Laskiainen, Shrovetide, is a mid winter sliding festival in Finland, but it marked originally the beginning of the 40-day long Easter fast, practiced among the Catholics and the Orthodox Christians. Fasting was both spiritual and physical purification and meditation, while meat, milk, eggs, cheese, butter and other dairy products were forbidden to eat. Shrovetide was the last change to enjoy those no-no- foods, therefore it was also one of the most delicious feasts. It was also in its own way Carnival,change to have fun!

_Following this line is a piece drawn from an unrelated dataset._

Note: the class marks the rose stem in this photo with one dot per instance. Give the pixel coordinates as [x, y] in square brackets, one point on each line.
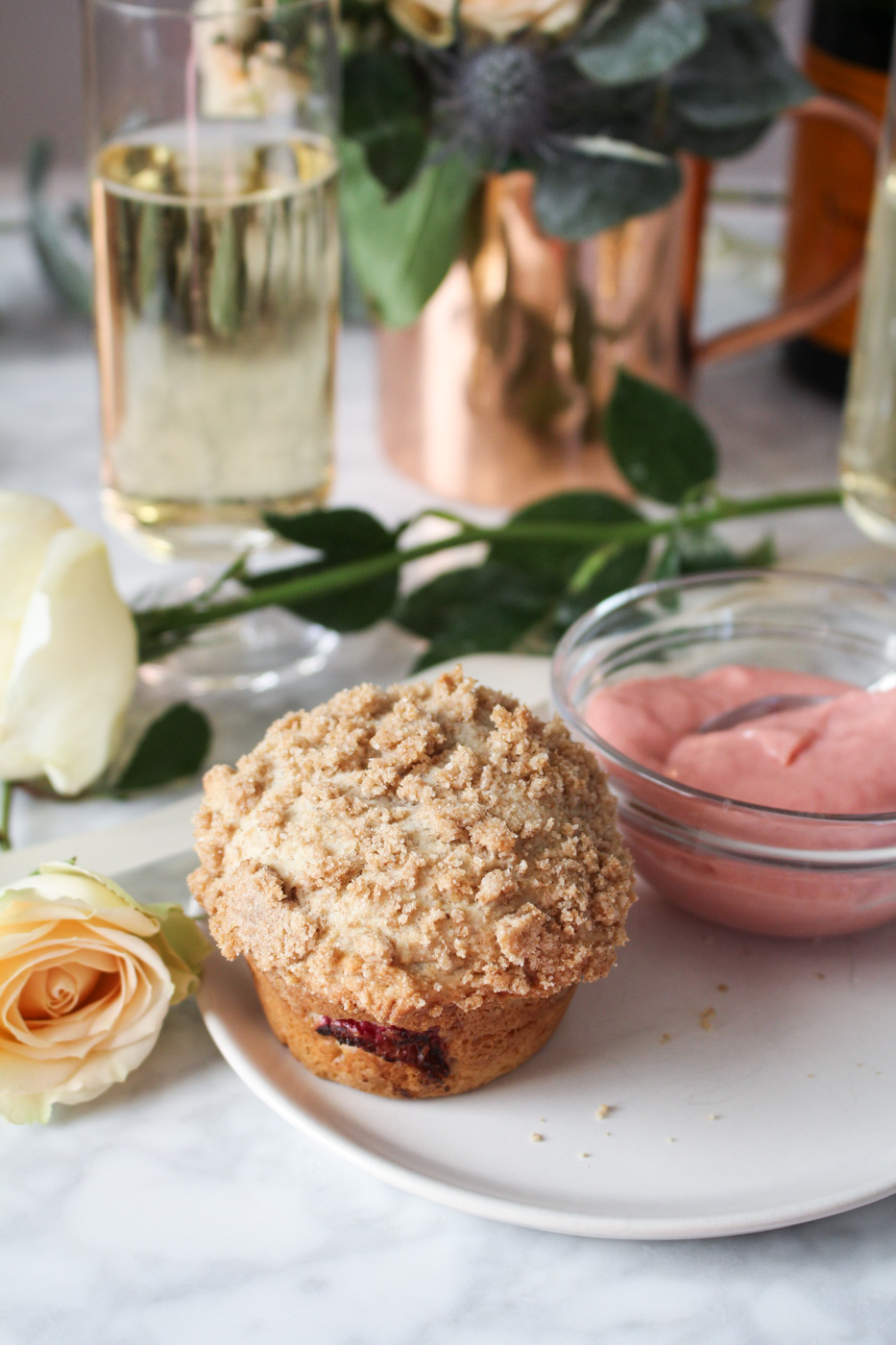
[186, 616]
[6, 802]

Sauna is related in all the Finnish events, Shrovetide makes no exception. In olden days it was not advisable to talk much in the Shrovetide- sauna, or flies and mosquitos would bother you in the summer to come. Also, if men were the first ones to take a sauna, that would predict bull-calfs, but if women were faster, the cows of the household would give birth to cow-calfs. If a family took a Shrovetide-sauna early in the evening, it was guaranteed that they’d never be late from work or in a hurry for the whole year.
Sliding down the snow covered hills has been fun for the whole family, already in olden days. Good luck and a good harvest was most likely to follow you if you shouted at the top of your lungs while tobogganing “long flax, fine hemps and turnips of the size of a plate!” In the old agrarian days a whole village would attend tobogganing event, it was believed that the further your sled would slide, the taller the flax and the bigger the turnips would grow that year. This year in Austria we are not doing any sliding because all the snow on s gone already!

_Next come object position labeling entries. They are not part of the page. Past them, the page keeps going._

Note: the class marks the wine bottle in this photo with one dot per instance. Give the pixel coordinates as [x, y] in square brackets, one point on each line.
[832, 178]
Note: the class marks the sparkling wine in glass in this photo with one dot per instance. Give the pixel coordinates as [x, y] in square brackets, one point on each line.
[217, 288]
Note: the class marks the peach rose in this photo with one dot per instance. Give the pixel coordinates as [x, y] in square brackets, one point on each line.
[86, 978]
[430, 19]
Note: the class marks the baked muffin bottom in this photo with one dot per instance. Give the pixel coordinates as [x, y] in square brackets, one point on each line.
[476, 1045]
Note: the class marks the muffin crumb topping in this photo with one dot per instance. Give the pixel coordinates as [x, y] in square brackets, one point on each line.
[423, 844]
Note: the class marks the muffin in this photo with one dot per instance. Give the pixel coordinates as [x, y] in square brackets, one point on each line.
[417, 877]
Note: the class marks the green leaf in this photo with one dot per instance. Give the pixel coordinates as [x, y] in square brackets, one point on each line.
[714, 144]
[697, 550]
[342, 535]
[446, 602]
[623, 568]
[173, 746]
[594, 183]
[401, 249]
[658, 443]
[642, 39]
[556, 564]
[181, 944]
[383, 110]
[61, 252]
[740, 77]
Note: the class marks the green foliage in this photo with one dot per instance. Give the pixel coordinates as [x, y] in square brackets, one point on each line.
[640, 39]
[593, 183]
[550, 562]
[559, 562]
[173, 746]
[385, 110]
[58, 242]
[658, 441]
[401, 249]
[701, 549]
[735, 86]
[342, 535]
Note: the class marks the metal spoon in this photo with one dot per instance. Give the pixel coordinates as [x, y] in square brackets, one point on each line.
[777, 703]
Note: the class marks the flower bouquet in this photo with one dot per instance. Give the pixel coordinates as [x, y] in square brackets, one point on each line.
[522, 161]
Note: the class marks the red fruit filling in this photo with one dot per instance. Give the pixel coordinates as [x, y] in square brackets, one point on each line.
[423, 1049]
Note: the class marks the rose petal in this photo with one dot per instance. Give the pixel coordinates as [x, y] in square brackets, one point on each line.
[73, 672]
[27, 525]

Nowadays Shrovetide is more of a secular festival season, a time to spend a day outdoors with friends and family and, of course, to enjoy special Shrovetide-dishes. Sliding day is celebrated 7 weeks before Easter, usually in February, when the spring sun shows up for the first time after too many dark winter months. Finns welcome the spring joyfully, with a wide smile on their faces. On Shrove Tuesday, kindergarten- and school- children are taken to spend the day slidinng, ice skating or downhill skiing. Cities and many organizations arrange outdoor winter carnivals. It a great fun, when adults became kids again in the sliding hill. The treat, laskiaispulla, Shrovetide bun or brioche, crowns the day in the most delicious fashion.
Shrovetide bun or brioche is filled with whipped cream, strawberry jam or almond paste which is bit similar to marsipan. Heated discussions which oneis the right and the best,take place among the family members. Here is my recipe for this wonderful baked goodie!

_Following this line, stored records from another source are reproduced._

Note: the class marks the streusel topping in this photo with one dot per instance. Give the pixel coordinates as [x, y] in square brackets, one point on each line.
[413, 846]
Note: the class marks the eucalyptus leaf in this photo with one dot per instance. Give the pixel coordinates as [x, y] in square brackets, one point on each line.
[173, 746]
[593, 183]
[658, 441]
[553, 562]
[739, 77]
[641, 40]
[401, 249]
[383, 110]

This is what you will need:
- 5 dl milk
- 2 dl sugar
- 2 tsp ground cardamom
- 1/2 tsp salt
- 50 g yeast
- about 1 kg Spelt flour,fine
- 200 g unsalted butter, melted and cooled to room temperature
- Warm up the milk to 42 °C (to activate the dry yeast), mix sugar, salt and cardamom.
- Lightly beat the egg and divide it in two portions (save the other to wash the buns before baking). Add one portion to the milk mixture, beating carefully.
- Mix the dry yeast to part of the flour (about 1-2 dl ) and start pouring to the liquids, whisking to incorporate.
- Add slowly the remaining flour (more or less, depending on the dough consistency. Too much flour and the buns will be hard). At last, add the melted butter.
- Knead until dough is uniform, smooth and soft.
- Place the dough in a large bowl and cover with a damp teacloth. Leave in a warm spot for about 40 minutes until the dough has doubled its size.
- When raised enough, remove the dough from the bowl, knead it on a flour-dusted surface, “punching it down” (removes the gas formed during the fermentation). Divide the dough into 20 equal pieces.
- Roll the pieces to form balls and place them on baking sheets (I use parchment paper). Let the little buns rise again covered in a warm place for 30 minutes.
- Heat oven to 225 °C ( I bake in 220°C)
- Brush the buns with egg and sprinkle sugar flakes on top or sliced almonds (optional).
- Bake in center of oven for 10-15 minutes (till golden brown), remove and let cool on a rack.
To assemble the Laskiaispulla:
Cut the tops of the buns (a “lid”) and using a spoon scoop a bit from inside the bun. Fill the cavity with a spoonful of jam, the crumbs and top with the whipped cream. Close with the “lid”. Dust with icing sugar if desired.